Some of the situations outlined in the newspaper's original article (in addition to others from a 2001 bond campaign that emerged during the D.A.'s investigation) ended up spawning the district attorney's formal charges against Day last month.
But "at that point all there was was an alleged allegation about one of his subordinates, but not about him," says Ingersoll, the Korn/Ferry consultant. As the shepherd of the NASFAA search, Ingersoll says he had read the San Francisco paper's articles -- "I Google like anybody else," he says -- and that he had, in an exercise of due diligence, asked Day and the trustees about the accusations.
"They all said, 'It's just politics,' " Ingersoll says. "Based on the information we had at the time, that was an answer that seemed to make sense." (Ingersoll says that the general impression of Day, gleaned from those Ingersoll spoke to, was a "walk on water type of attitude... They felt he had done a tremendous job.")
Ingersoll says that he did tell members of the NASFAA search committee about the fund raising allegations at City College, and about the responses from Day and the trustees. But he also told his NASFAA clients, Ingersoll says, that it is common for there to be lots of "noise" about strong, aggressive leaders, especially those who have been in their jobs a long time, as Day had.
"I told the committee that Day was a take-charge, can-do guy, and that he can ruffle feathers because he's about change," says Ingersoll. "They were talking about wanting someone who would bring about change. I wanted to make sure that, if they wanted somebody who's going to take the hill, they knew he could ruffle some feathers." The charges swirling around Day's administration at City College, Ingersoll suggested, looked like that sort of "noise."
To the extent that Ingersoll shared information about Day's potential troubles in San Francisco with the search committee, it does not appear to have been relayed to the members of the executive committee who ultimately chose between the CCSF chancellor and the other finalist for the job, Allison Jones, assistant vice chancellor for student academic support at the California State University System.
NASFAA's only statement on the Day allegations, provided by Joan Crissman, the association's interim president, said, in its entirety: "A background check is standard in any executive search and Korn/Ferry was tasked with conducting such a check on the finalists. When asked about background issues pertaining to both finalists, NASFAA was informed that there were no significant issues of concern related to any of the finalists. The association therefore moved forward with its decision in good faith based upon the information received from the search firm."
NASFAA hired Day in December 2007, and he set about trying to inject the association more fully into policy discussions and debates in Washington. But in October 2008, an internal review at CCSF concluded that Day himself appeared to have violated state laws; a grand jury ensued last spring, and then, in July, the formal charges against him. Day continues to say that he did nothing wrong.

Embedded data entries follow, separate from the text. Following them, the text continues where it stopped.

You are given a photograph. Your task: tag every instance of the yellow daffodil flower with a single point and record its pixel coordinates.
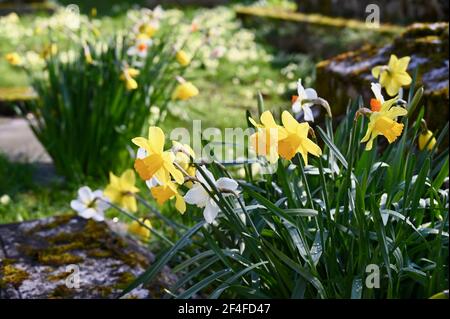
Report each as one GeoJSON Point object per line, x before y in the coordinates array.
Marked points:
{"type": "Point", "coordinates": [183, 152]}
{"type": "Point", "coordinates": [185, 91]}
{"type": "Point", "coordinates": [297, 140]}
{"type": "Point", "coordinates": [383, 119]}
{"type": "Point", "coordinates": [128, 76]}
{"type": "Point", "coordinates": [393, 76]}
{"type": "Point", "coordinates": [13, 58]}
{"type": "Point", "coordinates": [121, 190]}
{"type": "Point", "coordinates": [147, 29]}
{"type": "Point", "coordinates": [265, 140]}
{"type": "Point", "coordinates": [139, 230]}
{"type": "Point", "coordinates": [158, 163]}
{"type": "Point", "coordinates": [424, 138]}
{"type": "Point", "coordinates": [183, 58]}
{"type": "Point", "coordinates": [49, 50]}
{"type": "Point", "coordinates": [166, 192]}
{"type": "Point", "coordinates": [87, 55]}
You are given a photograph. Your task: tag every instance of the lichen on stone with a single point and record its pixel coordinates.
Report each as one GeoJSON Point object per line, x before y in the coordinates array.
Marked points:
{"type": "Point", "coordinates": [10, 275]}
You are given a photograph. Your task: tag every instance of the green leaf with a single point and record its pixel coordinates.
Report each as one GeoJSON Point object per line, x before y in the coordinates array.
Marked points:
{"type": "Point", "coordinates": [333, 147]}
{"type": "Point", "coordinates": [153, 270]}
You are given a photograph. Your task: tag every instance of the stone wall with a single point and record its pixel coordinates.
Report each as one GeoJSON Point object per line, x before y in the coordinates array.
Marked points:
{"type": "Point", "coordinates": [394, 11]}
{"type": "Point", "coordinates": [349, 74]}
{"type": "Point", "coordinates": [34, 256]}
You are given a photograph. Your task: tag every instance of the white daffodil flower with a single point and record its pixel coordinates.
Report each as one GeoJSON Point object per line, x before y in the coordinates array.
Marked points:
{"type": "Point", "coordinates": [301, 105]}
{"type": "Point", "coordinates": [140, 48]}
{"type": "Point", "coordinates": [376, 89]}
{"type": "Point", "coordinates": [90, 204]}
{"type": "Point", "coordinates": [198, 195]}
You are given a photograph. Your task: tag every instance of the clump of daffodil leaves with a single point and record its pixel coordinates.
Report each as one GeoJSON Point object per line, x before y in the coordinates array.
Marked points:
{"type": "Point", "coordinates": [372, 191]}
{"type": "Point", "coordinates": [113, 80]}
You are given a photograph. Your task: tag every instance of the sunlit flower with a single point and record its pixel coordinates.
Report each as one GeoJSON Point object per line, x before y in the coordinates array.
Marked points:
{"type": "Point", "coordinates": [302, 101]}
{"type": "Point", "coordinates": [185, 91]}
{"type": "Point", "coordinates": [128, 75]}
{"type": "Point", "coordinates": [49, 50]}
{"type": "Point", "coordinates": [383, 118]}
{"type": "Point", "coordinates": [147, 28]}
{"type": "Point", "coordinates": [183, 58]}
{"type": "Point", "coordinates": [139, 230]}
{"type": "Point", "coordinates": [393, 76]}
{"type": "Point", "coordinates": [426, 140]}
{"type": "Point", "coordinates": [158, 163]}
{"type": "Point", "coordinates": [265, 140]}
{"type": "Point", "coordinates": [183, 154]}
{"type": "Point", "coordinates": [90, 204]}
{"type": "Point", "coordinates": [13, 58]}
{"type": "Point", "coordinates": [198, 196]}
{"type": "Point", "coordinates": [87, 55]}
{"type": "Point", "coordinates": [121, 190]}
{"type": "Point", "coordinates": [297, 140]}
{"type": "Point", "coordinates": [5, 199]}
{"type": "Point", "coordinates": [163, 193]}
{"type": "Point", "coordinates": [140, 48]}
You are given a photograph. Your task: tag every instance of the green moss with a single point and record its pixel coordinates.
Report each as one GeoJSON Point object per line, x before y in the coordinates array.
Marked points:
{"type": "Point", "coordinates": [99, 253]}
{"type": "Point", "coordinates": [11, 275]}
{"type": "Point", "coordinates": [103, 291]}
{"type": "Point", "coordinates": [58, 221]}
{"type": "Point", "coordinates": [61, 291]}
{"type": "Point", "coordinates": [61, 259]}
{"type": "Point", "coordinates": [57, 277]}
{"type": "Point", "coordinates": [124, 279]}
{"type": "Point", "coordinates": [8, 261]}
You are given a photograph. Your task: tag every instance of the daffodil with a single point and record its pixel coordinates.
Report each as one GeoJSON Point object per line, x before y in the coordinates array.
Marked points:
{"type": "Point", "coordinates": [426, 140]}
{"type": "Point", "coordinates": [185, 91]}
{"type": "Point", "coordinates": [383, 118]}
{"type": "Point", "coordinates": [265, 140]}
{"type": "Point", "coordinates": [163, 193]}
{"type": "Point", "coordinates": [140, 48]}
{"type": "Point", "coordinates": [183, 154]}
{"type": "Point", "coordinates": [138, 228]}
{"type": "Point", "coordinates": [90, 204]}
{"type": "Point", "coordinates": [121, 190]}
{"type": "Point", "coordinates": [87, 55]}
{"type": "Point", "coordinates": [302, 101]}
{"type": "Point", "coordinates": [199, 196]}
{"type": "Point", "coordinates": [393, 76]}
{"type": "Point", "coordinates": [128, 75]}
{"type": "Point", "coordinates": [49, 50]}
{"type": "Point", "coordinates": [13, 58]}
{"type": "Point", "coordinates": [183, 58]}
{"type": "Point", "coordinates": [5, 199]}
{"type": "Point", "coordinates": [158, 163]}
{"type": "Point", "coordinates": [297, 140]}
{"type": "Point", "coordinates": [147, 28]}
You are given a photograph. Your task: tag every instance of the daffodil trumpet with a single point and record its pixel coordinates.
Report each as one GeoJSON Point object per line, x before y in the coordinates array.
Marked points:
{"type": "Point", "coordinates": [320, 102]}
{"type": "Point", "coordinates": [141, 223]}
{"type": "Point", "coordinates": [158, 214]}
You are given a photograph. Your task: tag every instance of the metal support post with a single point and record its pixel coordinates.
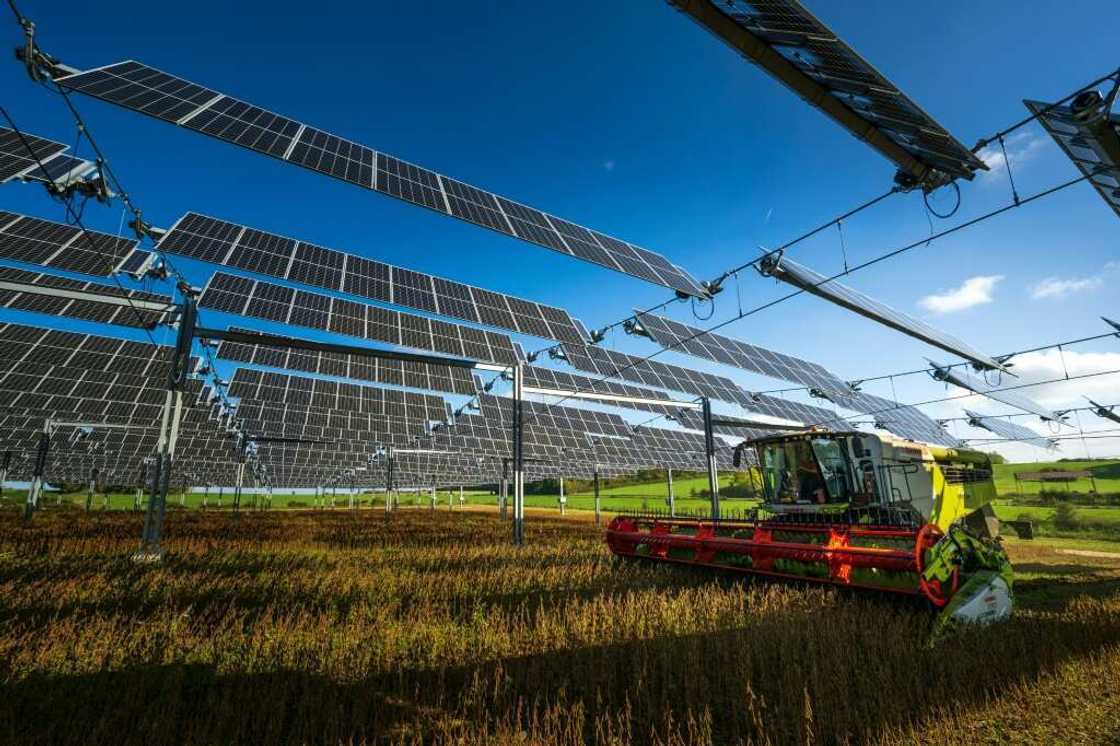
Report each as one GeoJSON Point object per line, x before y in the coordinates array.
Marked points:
{"type": "Point", "coordinates": [672, 499]}
{"type": "Point", "coordinates": [178, 371]}
{"type": "Point", "coordinates": [598, 507]}
{"type": "Point", "coordinates": [709, 443]}
{"type": "Point", "coordinates": [519, 456]}
{"type": "Point", "coordinates": [503, 496]}
{"type": "Point", "coordinates": [5, 465]}
{"type": "Point", "coordinates": [389, 478]}
{"type": "Point", "coordinates": [40, 465]}
{"type": "Point", "coordinates": [90, 491]}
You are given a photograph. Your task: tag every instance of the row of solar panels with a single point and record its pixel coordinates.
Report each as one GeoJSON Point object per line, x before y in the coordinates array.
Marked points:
{"type": "Point", "coordinates": [149, 91]}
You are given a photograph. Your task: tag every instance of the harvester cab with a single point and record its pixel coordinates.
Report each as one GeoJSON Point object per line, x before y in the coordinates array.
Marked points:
{"type": "Point", "coordinates": [852, 509]}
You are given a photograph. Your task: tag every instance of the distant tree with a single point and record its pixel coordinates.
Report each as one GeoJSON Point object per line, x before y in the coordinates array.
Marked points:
{"type": "Point", "coordinates": [1065, 518]}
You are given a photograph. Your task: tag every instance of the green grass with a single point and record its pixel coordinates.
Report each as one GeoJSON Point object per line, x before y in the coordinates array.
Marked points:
{"type": "Point", "coordinates": [1106, 477]}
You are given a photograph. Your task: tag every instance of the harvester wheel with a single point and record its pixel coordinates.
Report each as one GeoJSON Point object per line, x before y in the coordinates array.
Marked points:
{"type": "Point", "coordinates": [927, 537]}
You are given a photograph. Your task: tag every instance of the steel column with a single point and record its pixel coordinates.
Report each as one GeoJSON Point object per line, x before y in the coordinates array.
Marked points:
{"type": "Point", "coordinates": [672, 497]}
{"type": "Point", "coordinates": [40, 465]}
{"type": "Point", "coordinates": [709, 444]}
{"type": "Point", "coordinates": [598, 512]}
{"type": "Point", "coordinates": [519, 456]}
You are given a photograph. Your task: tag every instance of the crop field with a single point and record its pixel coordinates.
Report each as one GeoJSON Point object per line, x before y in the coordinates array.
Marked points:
{"type": "Point", "coordinates": [352, 626]}
{"type": "Point", "coordinates": [1106, 477]}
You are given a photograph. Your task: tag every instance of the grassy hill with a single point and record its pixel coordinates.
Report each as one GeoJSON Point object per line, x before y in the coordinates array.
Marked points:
{"type": "Point", "coordinates": [1106, 477]}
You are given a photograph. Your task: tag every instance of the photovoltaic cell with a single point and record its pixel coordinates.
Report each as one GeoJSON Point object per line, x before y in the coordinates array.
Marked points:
{"type": "Point", "coordinates": [795, 47]}
{"type": "Point", "coordinates": [215, 241]}
{"type": "Point", "coordinates": [1002, 428]}
{"type": "Point", "coordinates": [57, 245]}
{"type": "Point", "coordinates": [674, 335]}
{"type": "Point", "coordinates": [1083, 142]}
{"type": "Point", "coordinates": [147, 90]}
{"type": "Point", "coordinates": [273, 302]}
{"type": "Point", "coordinates": [16, 159]}
{"type": "Point", "coordinates": [809, 280]}
{"type": "Point", "coordinates": [970, 382]}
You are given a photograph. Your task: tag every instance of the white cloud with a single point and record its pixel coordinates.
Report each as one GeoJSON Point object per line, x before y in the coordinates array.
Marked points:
{"type": "Point", "coordinates": [1022, 148]}
{"type": "Point", "coordinates": [1048, 365]}
{"type": "Point", "coordinates": [1054, 287]}
{"type": "Point", "coordinates": [974, 291]}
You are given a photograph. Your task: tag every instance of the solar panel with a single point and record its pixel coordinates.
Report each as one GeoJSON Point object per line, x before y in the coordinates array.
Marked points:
{"type": "Point", "coordinates": [147, 90]}
{"type": "Point", "coordinates": [799, 276]}
{"type": "Point", "coordinates": [273, 302]}
{"type": "Point", "coordinates": [794, 46]}
{"type": "Point", "coordinates": [58, 245]}
{"type": "Point", "coordinates": [1106, 412]}
{"type": "Point", "coordinates": [966, 380]}
{"type": "Point", "coordinates": [211, 240]}
{"type": "Point", "coordinates": [674, 378]}
{"type": "Point", "coordinates": [86, 309]}
{"type": "Point", "coordinates": [717, 347]}
{"type": "Point", "coordinates": [1091, 139]}
{"type": "Point", "coordinates": [1002, 428]}
{"type": "Point", "coordinates": [16, 160]}
{"type": "Point", "coordinates": [435, 378]}
{"type": "Point", "coordinates": [903, 420]}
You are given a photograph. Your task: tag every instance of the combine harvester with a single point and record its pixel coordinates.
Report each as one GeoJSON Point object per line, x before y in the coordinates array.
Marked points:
{"type": "Point", "coordinates": [855, 510]}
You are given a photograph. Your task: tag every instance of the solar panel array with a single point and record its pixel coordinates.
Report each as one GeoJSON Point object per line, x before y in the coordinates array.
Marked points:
{"type": "Point", "coordinates": [673, 378]}
{"type": "Point", "coordinates": [1002, 428]}
{"type": "Point", "coordinates": [1082, 145]}
{"type": "Point", "coordinates": [811, 281]}
{"type": "Point", "coordinates": [297, 391]}
{"type": "Point", "coordinates": [966, 380]}
{"type": "Point", "coordinates": [58, 245]}
{"type": "Point", "coordinates": [230, 244]}
{"type": "Point", "coordinates": [152, 92]}
{"type": "Point", "coordinates": [903, 420]}
{"type": "Point", "coordinates": [804, 54]}
{"type": "Point", "coordinates": [274, 302]}
{"type": "Point", "coordinates": [16, 160]}
{"type": "Point", "coordinates": [81, 351]}
{"type": "Point", "coordinates": [391, 372]}
{"type": "Point", "coordinates": [85, 309]}
{"type": "Point", "coordinates": [717, 347]}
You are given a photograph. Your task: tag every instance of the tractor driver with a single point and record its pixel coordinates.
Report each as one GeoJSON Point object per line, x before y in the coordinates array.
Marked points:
{"type": "Point", "coordinates": [811, 485]}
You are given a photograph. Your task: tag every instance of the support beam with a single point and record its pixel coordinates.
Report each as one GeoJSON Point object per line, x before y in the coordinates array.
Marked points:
{"type": "Point", "coordinates": [519, 456]}
{"type": "Point", "coordinates": [672, 499]}
{"type": "Point", "coordinates": [598, 511]}
{"type": "Point", "coordinates": [40, 465]}
{"type": "Point", "coordinates": [178, 372]}
{"type": "Point", "coordinates": [709, 441]}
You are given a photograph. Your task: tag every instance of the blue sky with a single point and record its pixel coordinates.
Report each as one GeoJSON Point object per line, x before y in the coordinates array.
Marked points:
{"type": "Point", "coordinates": [628, 118]}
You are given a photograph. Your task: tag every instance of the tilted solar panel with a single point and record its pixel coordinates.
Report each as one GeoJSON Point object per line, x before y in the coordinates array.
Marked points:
{"type": "Point", "coordinates": [1090, 139]}
{"type": "Point", "coordinates": [799, 276]}
{"type": "Point", "coordinates": [1002, 428]}
{"type": "Point", "coordinates": [152, 92]}
{"type": "Point", "coordinates": [966, 380]}
{"type": "Point", "coordinates": [273, 302]}
{"type": "Point", "coordinates": [413, 375]}
{"type": "Point", "coordinates": [717, 347]}
{"type": "Point", "coordinates": [58, 245]}
{"type": "Point", "coordinates": [216, 241]}
{"type": "Point", "coordinates": [794, 46]}
{"type": "Point", "coordinates": [87, 309]}
{"type": "Point", "coordinates": [16, 160]}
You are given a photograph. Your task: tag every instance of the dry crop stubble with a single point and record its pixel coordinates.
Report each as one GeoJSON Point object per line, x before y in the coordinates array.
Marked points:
{"type": "Point", "coordinates": [346, 626]}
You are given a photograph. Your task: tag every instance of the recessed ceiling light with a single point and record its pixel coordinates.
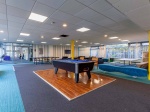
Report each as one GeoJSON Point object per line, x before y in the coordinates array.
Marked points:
{"type": "Point", "coordinates": [1, 31]}
{"type": "Point", "coordinates": [55, 38]}
{"type": "Point", "coordinates": [37, 17]}
{"type": "Point", "coordinates": [125, 40]}
{"type": "Point", "coordinates": [43, 42]}
{"type": "Point", "coordinates": [24, 34]}
{"type": "Point", "coordinates": [105, 35]}
{"type": "Point", "coordinates": [83, 29]}
{"type": "Point", "coordinates": [64, 25]}
{"type": "Point", "coordinates": [113, 37]}
{"type": "Point", "coordinates": [52, 22]}
{"type": "Point", "coordinates": [67, 44]}
{"type": "Point", "coordinates": [84, 42]}
{"type": "Point", "coordinates": [20, 40]}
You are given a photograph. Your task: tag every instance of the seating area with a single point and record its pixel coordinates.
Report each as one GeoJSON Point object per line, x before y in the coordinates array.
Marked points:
{"type": "Point", "coordinates": [129, 70]}
{"type": "Point", "coordinates": [74, 55]}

Even as she and others note that the charges against Day have yet to be proven in court, Fowler, the Michigan financial aid director, says that she and her colleagues on NASFAA's board have spent a lot of time in recent months wondering whether they missed something. "I've gone over this again and again, thinking, 'I could not have missed this,' " she says.
Those from the search process who presented the candidates to the executive committee said nothing about the allegations in San Francisco, Fowler says. And she recalls asking Day during the executive committee's meeting with him in December 2007: "Is there anything we need to know that would help us make this decision?"
No, she remembers Day saying.
"I don't know what the search committee knew -- that was a very closed process," Fowler continues. "But we vested that entire authority [for exploring backgrounds] in [Korn/Ferry], the search committee.